Here, the phrase "Inter Planetary" is a play on words that symbolises the decentralised character of this file system. Decentralization being a core value of Web3 technology makes IPFS a good fit and has therefore received wide adoption.
A good introduction to IPFS in video format can be found here:
Traditionally, in Web2.0, files are stored on centralized servers, centralized in this setting means that these servers are owned by specific entities, companies and individuals. Although users can view and interact with that data via the web, they are always reliant on this central authority to serve that data.
Instead of relying on such a centralized approach to file storage, IPFS uses a decentralized approach that distributes files over a network of nodes - where these nodes are simply the machines of the users that choose to participate in the network.
Moreover, in this setting, each user's device on the network is both a client and a server. This is in contrast to the client-server model where users connect to a central server to request data. With IPFS, users can request and share data directly with each other. Peers on the network collaborate to share and distribute files, creating a more resilient and scalable system.
Traditionally, when requesting a file from a server we are essentially asking the server to retrieve his file from a certain location by means of an address (urls basically), this is known as location based addressing.
Instead of location based addressing, IPFS makes use of content based addressing. This is because the same file could be stored on several nodes throughout the network, hence we would simply need to retrieve that file from one of these nodes. In this case it doesn't matter where the file comes from, simply that the correct file is requested. This can be done by assigning a unique identifier (a hash essentially) to each file on the network.
Files and all of their versions are uniquely identified using content-addressed hyperlinks, meaning that the content of a file is used to generate its unique identifier (hash). This hash is then used to locate the file on the IPFS network. This hash isn't generated at random, but rather is derived from the data itself, meaning that the data predicates what this hash will look like, making it such that there is a 1-to-1 mapping between the hashes and the files.
Having the hash derived from the data itself has several inbuilt advantages:
Security: when requesting a file by its hash, the data needs to match the hash otherwise it is not valid. This makes it such that Files can't be tampered with by actors on the network.
Deduplication: If two files are identical, they will produce the same hash, meaning that there is no reason to store the file a second time.
Immutability: Once a file is added to IPFS and given a hash, the content cannot be changed. If you modify the file, you create a new hash. This ensures data integrity and allows anyone to verify that the content they retrieve matches the expected hash.
Versioning: The technical details of how this is implemented are beyond the scope of this resource, but IPFS also makes it easy to update files by providing a versioning system. Every change to a file results in a new identifier, allowing for easy versioning and tracking of changes, where the new file adds a pointer to the previous one.
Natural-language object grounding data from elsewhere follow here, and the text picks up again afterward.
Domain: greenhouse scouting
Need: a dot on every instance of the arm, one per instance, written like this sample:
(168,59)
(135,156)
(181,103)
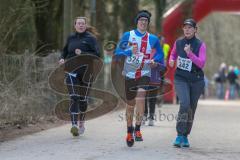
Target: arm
(158,56)
(173,55)
(201,59)
(122,47)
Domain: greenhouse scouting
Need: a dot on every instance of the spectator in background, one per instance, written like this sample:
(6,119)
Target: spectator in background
(237,72)
(232,80)
(220,79)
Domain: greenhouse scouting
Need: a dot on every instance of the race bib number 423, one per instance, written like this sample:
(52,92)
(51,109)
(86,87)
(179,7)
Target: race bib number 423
(184,64)
(135,59)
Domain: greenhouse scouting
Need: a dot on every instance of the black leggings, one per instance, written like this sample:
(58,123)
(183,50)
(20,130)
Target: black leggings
(78,92)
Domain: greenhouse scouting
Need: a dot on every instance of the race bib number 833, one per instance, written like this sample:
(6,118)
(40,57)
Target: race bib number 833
(184,64)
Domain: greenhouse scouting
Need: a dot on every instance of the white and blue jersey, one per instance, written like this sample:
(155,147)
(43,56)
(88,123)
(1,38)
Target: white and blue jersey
(148,48)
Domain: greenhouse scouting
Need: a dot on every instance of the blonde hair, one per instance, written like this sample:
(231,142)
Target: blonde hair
(90,29)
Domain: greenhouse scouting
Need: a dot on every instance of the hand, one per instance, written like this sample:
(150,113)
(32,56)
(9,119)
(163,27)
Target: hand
(171,63)
(134,49)
(153,64)
(187,48)
(61,61)
(78,51)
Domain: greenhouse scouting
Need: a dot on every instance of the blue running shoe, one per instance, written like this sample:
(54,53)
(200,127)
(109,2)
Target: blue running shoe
(185,142)
(178,142)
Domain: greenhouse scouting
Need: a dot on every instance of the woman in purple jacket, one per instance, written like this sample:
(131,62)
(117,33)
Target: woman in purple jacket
(190,53)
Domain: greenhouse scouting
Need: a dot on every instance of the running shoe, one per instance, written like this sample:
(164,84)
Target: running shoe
(130,140)
(178,141)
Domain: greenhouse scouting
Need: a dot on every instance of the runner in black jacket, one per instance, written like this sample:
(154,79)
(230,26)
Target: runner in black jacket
(80,42)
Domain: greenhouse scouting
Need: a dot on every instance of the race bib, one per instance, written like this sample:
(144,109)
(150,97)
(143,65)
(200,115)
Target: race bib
(184,64)
(135,59)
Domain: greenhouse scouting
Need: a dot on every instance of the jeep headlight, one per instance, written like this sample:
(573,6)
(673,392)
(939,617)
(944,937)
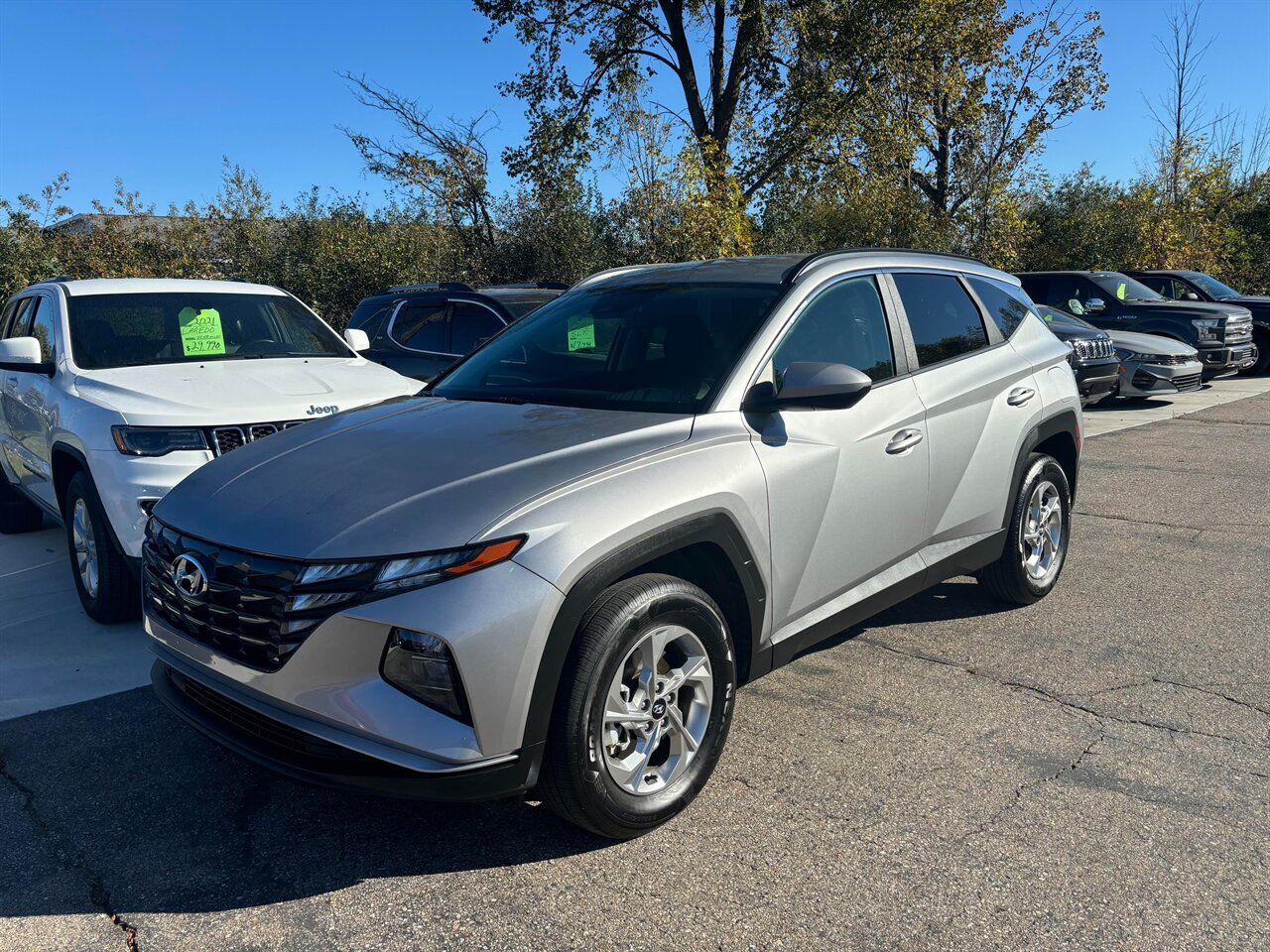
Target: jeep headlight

While IPFS has many advantages and innovative features, it's important to be aware of some potential downsides and challenges associated with the technology. Some of them are:
Content Availability: most notably the biggest flaw of IPFS, for files to be available on the network, there needs to be at least a single node hosting that file and making it available. If this node for some reason goes offline, as a consequence, the files that are only hosted by this node also become unavailable.
Speed: The speed at which you can retrieve content from IPFS depends on the popularity of the content and the number of nodes (peers) hosting it. Less popular content might take longer to retrieve, and some content may not be available if there are not enough nodes hosting it.
One countermeasure to content becoming unavailable is "pinning" (from the verb to pin), where the IPFS network is explicitely instructed to retain a specific piece of content regardless of it being accessed by nodes or not. There are certain dedicated services for this purpose than can automate this pinning process, such as ClubNFT, but can equivalently be done from your own local machine, which would require a little setup however.
IPFS is often used for various applications, including decentralized websites, file sharing, and data distribution. It aims to create a more resilient and censorship-resistant internet by changing the way data is stored and retrieved, making it less dependent on centralized servers, thus making it a popular solution in that regard.